The GMB national college at Whalley Range, Manchester, is being put up for sale because the union says it cannot afford the pound;5 million needed for repair work.

The 50 staff have taken advice on a business plan to rescue it and have appealed for backing from patrons and the Labour movement.

Besides residential courses covering union education, the college, a grade II listed Victorian building, has a wider social role. It has trained volunteers for the Samaritans, staff from The Big Issue and provides teacher training for Manchester City education department. It also serves as a conference centre Staff hope it can survive. “When the GMB hit cash problems it decided that one saving had to be National College,” said Dave Norton, leading the campaign to form a co-operative.

“But they have been working closely with us to find a way forward.”
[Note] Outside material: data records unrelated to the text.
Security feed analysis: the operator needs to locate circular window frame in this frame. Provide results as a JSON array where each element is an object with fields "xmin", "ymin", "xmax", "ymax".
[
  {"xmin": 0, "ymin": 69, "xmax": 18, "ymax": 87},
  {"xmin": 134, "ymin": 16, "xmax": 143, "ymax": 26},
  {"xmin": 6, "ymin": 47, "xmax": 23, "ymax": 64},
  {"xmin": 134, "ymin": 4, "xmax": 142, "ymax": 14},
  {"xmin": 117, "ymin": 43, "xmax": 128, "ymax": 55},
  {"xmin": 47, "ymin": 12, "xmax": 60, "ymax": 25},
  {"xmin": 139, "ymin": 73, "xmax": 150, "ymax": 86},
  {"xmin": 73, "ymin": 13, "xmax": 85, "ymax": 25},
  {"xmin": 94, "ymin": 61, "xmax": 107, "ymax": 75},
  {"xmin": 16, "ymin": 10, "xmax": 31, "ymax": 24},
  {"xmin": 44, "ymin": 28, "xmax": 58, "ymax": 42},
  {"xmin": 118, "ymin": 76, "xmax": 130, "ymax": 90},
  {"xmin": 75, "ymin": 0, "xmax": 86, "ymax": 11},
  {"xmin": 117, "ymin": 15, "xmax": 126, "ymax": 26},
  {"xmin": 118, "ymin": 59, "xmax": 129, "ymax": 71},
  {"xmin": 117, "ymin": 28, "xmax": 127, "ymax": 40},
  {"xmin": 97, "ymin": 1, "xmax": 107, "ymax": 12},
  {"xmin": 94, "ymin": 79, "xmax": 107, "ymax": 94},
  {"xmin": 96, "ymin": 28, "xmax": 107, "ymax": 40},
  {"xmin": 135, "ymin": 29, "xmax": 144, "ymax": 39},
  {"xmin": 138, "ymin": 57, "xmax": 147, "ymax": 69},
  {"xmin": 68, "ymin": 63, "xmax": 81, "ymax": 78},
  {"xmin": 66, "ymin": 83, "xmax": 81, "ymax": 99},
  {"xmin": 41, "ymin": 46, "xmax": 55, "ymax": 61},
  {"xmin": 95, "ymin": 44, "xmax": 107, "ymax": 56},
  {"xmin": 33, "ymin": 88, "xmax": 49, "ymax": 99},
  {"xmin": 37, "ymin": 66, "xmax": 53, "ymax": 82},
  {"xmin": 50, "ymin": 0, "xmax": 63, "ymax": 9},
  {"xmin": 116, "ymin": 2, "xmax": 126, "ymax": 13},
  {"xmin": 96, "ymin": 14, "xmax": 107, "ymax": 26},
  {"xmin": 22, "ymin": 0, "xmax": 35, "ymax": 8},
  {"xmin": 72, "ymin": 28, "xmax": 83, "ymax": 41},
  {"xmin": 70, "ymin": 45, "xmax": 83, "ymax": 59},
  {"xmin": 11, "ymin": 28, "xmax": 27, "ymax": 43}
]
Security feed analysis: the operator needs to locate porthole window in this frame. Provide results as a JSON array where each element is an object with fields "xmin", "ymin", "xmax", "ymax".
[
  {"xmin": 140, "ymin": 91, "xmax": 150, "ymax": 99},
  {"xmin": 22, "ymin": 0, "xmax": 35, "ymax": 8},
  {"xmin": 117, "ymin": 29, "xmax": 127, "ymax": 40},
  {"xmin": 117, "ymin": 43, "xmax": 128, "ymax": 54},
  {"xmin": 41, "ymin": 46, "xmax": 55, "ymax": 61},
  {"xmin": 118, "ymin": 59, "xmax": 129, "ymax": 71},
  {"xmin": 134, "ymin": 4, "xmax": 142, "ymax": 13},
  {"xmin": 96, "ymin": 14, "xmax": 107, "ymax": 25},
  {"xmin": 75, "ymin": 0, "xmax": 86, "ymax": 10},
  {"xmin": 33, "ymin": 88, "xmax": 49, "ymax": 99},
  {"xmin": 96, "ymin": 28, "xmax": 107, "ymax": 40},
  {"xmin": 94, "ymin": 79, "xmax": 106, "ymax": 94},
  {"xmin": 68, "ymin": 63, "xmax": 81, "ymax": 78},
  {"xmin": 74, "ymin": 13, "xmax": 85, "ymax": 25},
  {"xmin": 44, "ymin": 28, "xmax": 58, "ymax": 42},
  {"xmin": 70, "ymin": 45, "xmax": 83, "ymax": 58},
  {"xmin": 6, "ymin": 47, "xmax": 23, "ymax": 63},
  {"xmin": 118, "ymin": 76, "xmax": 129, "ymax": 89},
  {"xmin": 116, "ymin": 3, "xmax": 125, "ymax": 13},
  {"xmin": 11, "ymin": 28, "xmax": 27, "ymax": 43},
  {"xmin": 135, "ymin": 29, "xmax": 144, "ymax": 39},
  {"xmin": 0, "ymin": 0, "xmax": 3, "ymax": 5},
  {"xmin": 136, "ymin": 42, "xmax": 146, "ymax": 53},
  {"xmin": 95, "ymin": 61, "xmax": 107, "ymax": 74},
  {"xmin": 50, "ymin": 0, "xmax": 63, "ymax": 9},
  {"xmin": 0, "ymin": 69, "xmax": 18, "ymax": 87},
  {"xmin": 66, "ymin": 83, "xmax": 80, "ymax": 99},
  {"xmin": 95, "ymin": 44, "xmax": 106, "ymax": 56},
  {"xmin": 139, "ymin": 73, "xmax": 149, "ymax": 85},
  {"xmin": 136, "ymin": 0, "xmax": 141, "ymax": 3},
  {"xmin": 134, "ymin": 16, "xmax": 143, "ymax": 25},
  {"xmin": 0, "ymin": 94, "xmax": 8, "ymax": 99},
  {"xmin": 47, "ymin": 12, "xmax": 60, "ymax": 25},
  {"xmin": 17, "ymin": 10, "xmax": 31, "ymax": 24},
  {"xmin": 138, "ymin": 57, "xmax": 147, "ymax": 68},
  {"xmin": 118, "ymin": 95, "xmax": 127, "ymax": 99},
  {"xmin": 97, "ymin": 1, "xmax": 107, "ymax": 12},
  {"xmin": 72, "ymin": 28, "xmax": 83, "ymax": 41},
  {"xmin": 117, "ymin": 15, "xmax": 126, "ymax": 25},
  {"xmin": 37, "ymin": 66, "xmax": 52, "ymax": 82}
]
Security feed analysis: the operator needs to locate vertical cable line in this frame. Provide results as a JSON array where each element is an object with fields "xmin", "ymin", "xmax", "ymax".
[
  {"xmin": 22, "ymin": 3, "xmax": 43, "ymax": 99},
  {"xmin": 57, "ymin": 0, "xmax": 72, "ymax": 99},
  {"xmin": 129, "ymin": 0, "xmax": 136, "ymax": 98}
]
Mr Norton, who has been at the college for 17 years, said most staff were long-serving and spoke of a family atmosphere. He has been heartened by the support shown among the college’s patrons at a public meeting held to discuss the crisis.

“In the first year we would look just to run as a venue - we don’t have the skills to run courses. But we would want to develop thereafter,” he said.

A GMB spokeswoman said that the building had been making losses every year.

“It is really expensive to run and the last time we had a storm the roof blew off,” she said. “We will continue to provide education for our members and are looking at ways of doing that and at redeployment.

“While the decision has been made by the general council to sell, we will look at any proposal - the staff could purchase it as a co-operative.”